After the results of the Department of Transportation (DOT) report became official in November of 2007 the Governor made finding a way to implement them a priority. The safety and economic importance of maintaining the state’s transportation infrastructure was recognized and the funding was found, despite a national recession and no assistance from the federal government.
“We’re going to use the latest research and development technologies from the University of Maine in composites to be a part of the solution,” said the governor. “This should help spur the growing composites industry in Maine while making our bridges safe and secure.”
The bill establishes a bridge composites innovation initiative. The DOT working with UM will seek to expand the use of composites technologies in bridge maintenance and capital applications. They will use technology and products to inspect and extend the life of bridges and develop delivery models that expedite the design, rehabilitation and construction of bridges, reduce costs and reduce the impact on the traveling public. Composites developed at UM and funded by voter bonds have already made buildings and bridges stronger, flexible, and more durable.
“The university is doing really exciting work in wood technology. The school is developing wood materials for the military, that are strong enough to protect soldiers in the line of duty, and is the perfect partner for the State in putting that research to use at home,” said House Majority Leader Hannah Pingree. “Maine is the most heavily wooded state in the nation, and we can capitalize on that renewable resource to secure our bridges while boosting our economy with a promising industry.”
The bridge projects will create high-wage jobs.
“This legislation directly funds bridge repair and will create 1,200 to 2,000 high-paying jobs all across Maine,” said Rep.Boyd Marley who cosponsored the governor’s bill with Sen. Dennis Damon. “It impacts every county in the state.
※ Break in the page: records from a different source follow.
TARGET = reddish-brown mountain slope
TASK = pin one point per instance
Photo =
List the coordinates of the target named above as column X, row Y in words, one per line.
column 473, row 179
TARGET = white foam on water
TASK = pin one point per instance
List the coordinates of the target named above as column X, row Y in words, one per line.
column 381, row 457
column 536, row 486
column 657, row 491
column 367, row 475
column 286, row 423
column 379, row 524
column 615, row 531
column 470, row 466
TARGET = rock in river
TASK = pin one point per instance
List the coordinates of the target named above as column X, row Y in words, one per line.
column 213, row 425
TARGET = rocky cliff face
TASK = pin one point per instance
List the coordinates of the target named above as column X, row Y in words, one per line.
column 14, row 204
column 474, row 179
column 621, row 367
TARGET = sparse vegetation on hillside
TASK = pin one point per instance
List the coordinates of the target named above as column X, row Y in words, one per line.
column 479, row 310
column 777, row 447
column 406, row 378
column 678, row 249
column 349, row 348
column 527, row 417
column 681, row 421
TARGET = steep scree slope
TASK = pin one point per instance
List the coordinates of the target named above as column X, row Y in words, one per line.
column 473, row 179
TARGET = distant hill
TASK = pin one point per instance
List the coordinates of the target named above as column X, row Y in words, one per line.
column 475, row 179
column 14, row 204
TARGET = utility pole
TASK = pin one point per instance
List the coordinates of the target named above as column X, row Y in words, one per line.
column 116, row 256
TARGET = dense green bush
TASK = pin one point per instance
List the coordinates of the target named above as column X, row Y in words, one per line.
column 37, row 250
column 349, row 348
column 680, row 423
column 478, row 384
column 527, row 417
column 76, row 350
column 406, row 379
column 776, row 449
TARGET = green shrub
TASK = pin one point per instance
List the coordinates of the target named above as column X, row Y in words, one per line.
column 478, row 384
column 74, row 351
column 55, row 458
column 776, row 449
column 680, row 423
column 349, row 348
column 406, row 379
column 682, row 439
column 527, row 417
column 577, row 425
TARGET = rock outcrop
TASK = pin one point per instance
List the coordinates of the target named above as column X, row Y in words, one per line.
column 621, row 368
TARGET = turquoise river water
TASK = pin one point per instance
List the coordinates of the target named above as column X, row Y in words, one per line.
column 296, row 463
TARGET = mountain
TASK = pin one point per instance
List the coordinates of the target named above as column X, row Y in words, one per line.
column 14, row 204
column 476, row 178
It’s great for safety, as well as being a jobs program. This is a real stimulus package.”
The law will fund 246 bridge projects around the state, including 80 bridge replacements. Of the 246 projects, about two-thirds of the bridges being improved are currently on the Maine Department of Transportation’s Bridge Watch List. The remainder will prevent bridges from falling into poor condition.
“This is a big step forward in addressing the backlog of aged, deteriorating bridges. This will allow us to manage the situation in an orderly way rather than from crisis to crisis,” said DOT Commissioner David Cole. “I believe that the broad bipartisan support is recognition of the importance of the safety but also how important our transportation infrastructure is to our economy.”
To pay for the bridge investment, three fees would be increased. The state’s vehicle registration fee would increase from $25 per year to $35 per year; the title fee would increase from $23 per year to $33 per year; and the vanity plate fee would increase from $15 per year to $25 per year. With the modest increases, Maine’s fees will remain at or below those of New Hampshire and the New England average.
The revenue generated by the fees will allow the state to bond $40 million a year for four years.
In addition to funding the necessary bridge work, LD 2324 will boost funding for road improvements. This new law dedicates funding through revenue bonds to repair roads throughout the state.